I’d been spending a whole term reading about beauty and feminine ideals as they’re experienced and imposed upon women (in particular) so this question really struck a cord. Why indeed is it so important?
First, a pause to explain why I’ve chosen this image to accompany this article: I had wanted to take a photo of myself to send home while I’ve been away. It didn’t need to be fancy, it just needed to show me hanging out in my room. But still, it took me about 12 tries before I got ‘the right shot’. Beauty — it’s in every selfie, every photo we take, every moment we present ourselves to the world. No matter how nonchalant I purport to be with regards to my own ‘beauty’, no matter how intensely I may be researching it from a theoretical point of view, no matter how much I argue that the beauty imperatives we face are damaging on so many levels — I will still want to put my prettiest face forward, even if it’s just in a photo to send home to people who already love me.
Is it a biological thing? Physical attractiveness may play a part in our biology in the same way, perhaps, that peacocks show off their feathers or lions display their manes, but beauty has a far stronger bearing on far more aspects of our human lives than as a mere Darwinian function of reproduction and survival of the fittest.
Our physical beauty now stands for the moral qualities we uphold, it reflects how capable or not we are in the jobs we do and it represents what kind of a person we are. We make entire judgements of a person — whether knowingly or not, intentionally or not — based sometimes on nothing more than what they look like. And we ascribe all kinds of other qualities, entirely unrelated to their physical appearance, based solely on these first physical impressions.
So why is beauty so important? How is it that the flat outer layers of our skin, an arbitrary configuration of body parts assembled together holds so much more significance than all the rest of us — our speech, our movement, our thoughts, our ideas and creativity, our actions, our passions?
I presented a short talk to other research students on this very question of beauty and was surprised to see how many questions followed, from both men and women.
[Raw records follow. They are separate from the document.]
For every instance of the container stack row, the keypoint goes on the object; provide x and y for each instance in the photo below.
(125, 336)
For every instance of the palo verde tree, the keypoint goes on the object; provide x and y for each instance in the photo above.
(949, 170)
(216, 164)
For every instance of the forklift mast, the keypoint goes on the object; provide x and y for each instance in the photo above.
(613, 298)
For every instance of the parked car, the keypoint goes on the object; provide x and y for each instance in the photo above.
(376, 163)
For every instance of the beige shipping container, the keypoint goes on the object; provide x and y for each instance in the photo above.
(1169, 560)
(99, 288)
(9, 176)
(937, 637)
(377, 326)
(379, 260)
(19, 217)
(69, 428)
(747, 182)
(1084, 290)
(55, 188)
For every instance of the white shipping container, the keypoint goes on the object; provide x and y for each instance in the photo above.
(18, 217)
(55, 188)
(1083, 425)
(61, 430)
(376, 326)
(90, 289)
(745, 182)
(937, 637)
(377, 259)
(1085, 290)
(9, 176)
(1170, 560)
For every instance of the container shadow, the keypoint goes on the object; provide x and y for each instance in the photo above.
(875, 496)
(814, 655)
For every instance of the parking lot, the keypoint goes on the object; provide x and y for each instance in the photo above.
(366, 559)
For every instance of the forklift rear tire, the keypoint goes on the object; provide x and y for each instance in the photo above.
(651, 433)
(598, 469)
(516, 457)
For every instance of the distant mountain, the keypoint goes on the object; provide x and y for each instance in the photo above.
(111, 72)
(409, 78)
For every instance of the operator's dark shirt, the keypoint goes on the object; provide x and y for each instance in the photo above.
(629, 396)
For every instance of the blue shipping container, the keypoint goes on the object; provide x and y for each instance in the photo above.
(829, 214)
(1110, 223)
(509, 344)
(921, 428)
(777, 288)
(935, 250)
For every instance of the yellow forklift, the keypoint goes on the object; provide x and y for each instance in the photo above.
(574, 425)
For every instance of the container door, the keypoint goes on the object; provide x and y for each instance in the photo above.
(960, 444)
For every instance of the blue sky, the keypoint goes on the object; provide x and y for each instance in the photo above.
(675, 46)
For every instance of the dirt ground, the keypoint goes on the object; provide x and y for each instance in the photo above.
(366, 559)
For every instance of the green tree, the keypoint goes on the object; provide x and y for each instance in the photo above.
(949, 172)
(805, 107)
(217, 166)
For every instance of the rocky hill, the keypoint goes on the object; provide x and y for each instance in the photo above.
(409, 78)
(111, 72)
Whenever I’ve talked to people generally about what I’m researching for this PhD, everyone has had a story to recount, a question, a quiet insecurity they feel they can now ‘confess’ to me. It seems like everyone has something to say about beauty, some vested interest in one way or another. It doesn’t matter how successful, how happy they are in every other aspect of their lives; there is almost always something to say about the beauty imperative.
I thought then, that it would be useful to come back to a beauty full mind and look at why I started this in the first place. I had intended for this site to take the focus off physical beauty but not to disregard the concept of beauty altogether. It has its place, I believe, in the way it grants us an appreciation and gratitude for all good things — not just what looks good, but what evokes feelings of goodness in us: all the cliched but important things like joy, strength, love, kindness, peacefulness.
We talk of people having a beautiful mind, a beautiful voice, a beautiful heart and I think it’s important to explore this a bit deeper — what these kinds of beauty mean, what it evokes in us, why it’s important to us in ways that are far more complex than assuaging physical insecurities (which are never really just about our physical bodies anyway).
Questioning beauty ideals isn’t about merely erasing beauty altogether. There’s no denying that we appreciate and love beautiful looking/feeling things. But what I hope to do — through this research, this website and hopefully too, in the way I live — is in expanding the definition of beauty to encompass so much more than what we merely look like.
That old adage that beauty is more than skin deep — yes, it is, but it is also about things that aren’t anywhere near or under or around our skins. It may have nothing at all to do with skin and all that is contained within that. What it actually is or what it could be? Well, that’s what this website is here to find out, and I hope you’ll help by adding your definitions to it.